Toutefois, les sportives iraniennes qui concourent à l’étranger sous le drapeau iranien portent toujours le hijab.

Rekabi serait la seconde sportive iranienne à avoir pris part à une compétition sans foulard, aux côtés de la boxeuse Sadaf Khadem, apparue tête nue lors d’un combat en France en 2019.

Khadem n’était pas retournée en Iran à l’issue de la compétition. Elle vit aujourd’hui en exil en France.

La boxeuse iranienne Sadaf Khadem lors d’une séance d’entraînement au Roc Boxe de Royan, dans l’ouest de la France, le 3 octobre 2022 (Crédit : Romain Perrocheau/ AFP)

Le sport est devenu une arène extrêmement sensible pendant les manifestations, plusieurs athlètes iraniennes de premier plan exprimant leur soutien aux droits des femmes.

De célèbres stars du football ont également fait les frais de cette répression généralisée, comme en témoigne l’arrestation de l’ex-international du ballon rond, Hossein Mahini, ou la confiscation du passeport de celui qui fut le meilleur buteur mondial, Ali Daei.
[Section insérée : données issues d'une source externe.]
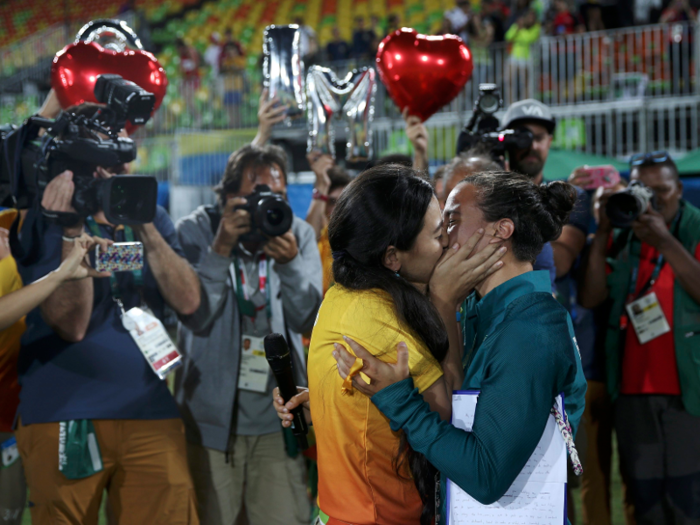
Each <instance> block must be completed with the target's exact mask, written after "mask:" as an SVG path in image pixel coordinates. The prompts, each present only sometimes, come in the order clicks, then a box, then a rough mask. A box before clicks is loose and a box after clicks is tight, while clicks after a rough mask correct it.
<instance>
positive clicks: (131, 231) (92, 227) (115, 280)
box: [85, 217, 143, 301]
mask: <svg viewBox="0 0 700 525" xmlns="http://www.w3.org/2000/svg"><path fill="white" fill-rule="evenodd" d="M85 222H86V223H87V225H88V228H90V231H91V232H92V234H93V235H94V236H95V237H103V235H102V232H101V231H100V227H99V226H98V225H97V222H96V221H95V219H93V218H92V217H86V218H85ZM124 239H125V240H126V242H134V240H135V237H134V230H133V229H132V228H131V227H129V226H124ZM131 273H132V274H133V276H134V283H135V284H136V287H137V288H139V289H140V288H141V287H142V286H143V271H142V270H134V271H133V272H131ZM109 284H110V287H111V288H112V297H113V298H114V299H115V300H116V301H120V300H121V293H120V291H119V283H118V282H117V276H116V275H114V272H112V275H111V276H110V277H109Z"/></svg>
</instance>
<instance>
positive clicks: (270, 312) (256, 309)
mask: <svg viewBox="0 0 700 525" xmlns="http://www.w3.org/2000/svg"><path fill="white" fill-rule="evenodd" d="M233 264H234V267H235V271H234V273H235V274H236V299H237V300H238V308H239V310H240V311H241V313H242V314H243V315H245V316H247V317H253V318H254V317H255V316H257V315H258V312H259V311H260V310H262V309H263V308H265V311H266V313H267V318H268V319H271V318H272V308H271V307H270V287H269V286H268V282H269V280H270V265H269V264H268V263H267V257H266V256H265V255H261V256H260V261H259V262H258V286H259V287H260V293H262V294H263V295H264V296H265V306H264V307H263V306H260V307H258V308H256V307H255V305H254V304H253V301H251V300H250V297H248V290H247V288H246V276H245V272H244V271H243V268H242V266H240V265H239V264H238V257H236V258H235V259H234V260H233Z"/></svg>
Les papiers de Daei lui auraient, depuis, été rendus et Mahini aurait été libéré sous caution.

L’agence de presse iranienne Fars, radicale, a publié mardi un éditorial critiquant indirectement le comportement de Rekabi, sans jamais citer son nom, demandant pour quelle raison les médias « occidentaux, sionistes et saoudiens » n’avaient pas davantage prêté attention aux récentes victoires en athlétisme et en haltérophilie de femmes iraniennes portant le foulard, plutôt « que de s’attarder sur la performance d’une fille au comportement non conventionnel ».

La décision de Rekabi, plusieurs fois médaillée dans des compétitions internationales, de renoncer cette fois au port du foulard s’inscrit dans le mouvement de manifestations déclenchées par la mort, en détention, d’une jeune femme de 22 ans, le 16 septembre dernier.

Ce mouvement entre dans sa cinquième semaine d’affilée.

Mahsa Amini avait été interpellée par la « police des mœurs » iranienne en raison de sa tenue vestimentaire.

Des manifestants scandent des slogans lors d’une manifestation en réaction à la mort en détention d’une femme interpelée par la police des moeurs, dans le centre-ville de Téhéran, en Iran, le 21 septembre 2022. (Crédit : AP Photo)

Ces manifestations, qui attirent un grand nombre d’enfants, d’étudiants, d’employés du secteur pétrolier et tant d’autres dans la rue, posent un sérieux problème à la théocratie iranienne, le plus sérieux sans doute depuis les émeutes qui ont émaillé son accession au pouvoir controversée en 2009.

On estime au bas mot à 122 le nombre de personnes tuées par la répression des manifestations d’Amini et à 93 celui des victimes des affrontements de Zahedan, dans la province du Sistan-Baloutchistan, selon un décompte de l’ONG norvégienne Iran Human Rights précisant que 27 enfants avaient trouvé la mort dans la tragédie.

Une quarantaine d’ONG actives dans la défense des droits de l’homme, parmi lesquelles Amnesty International, Human Rights Watch et IHR, ont publié, lundi, une déclaration commune condamnant l’ « utilisation par l’Iran de son redoutable appareil répressif pour écraser » les manifestations qui se produisent dans tout le pays.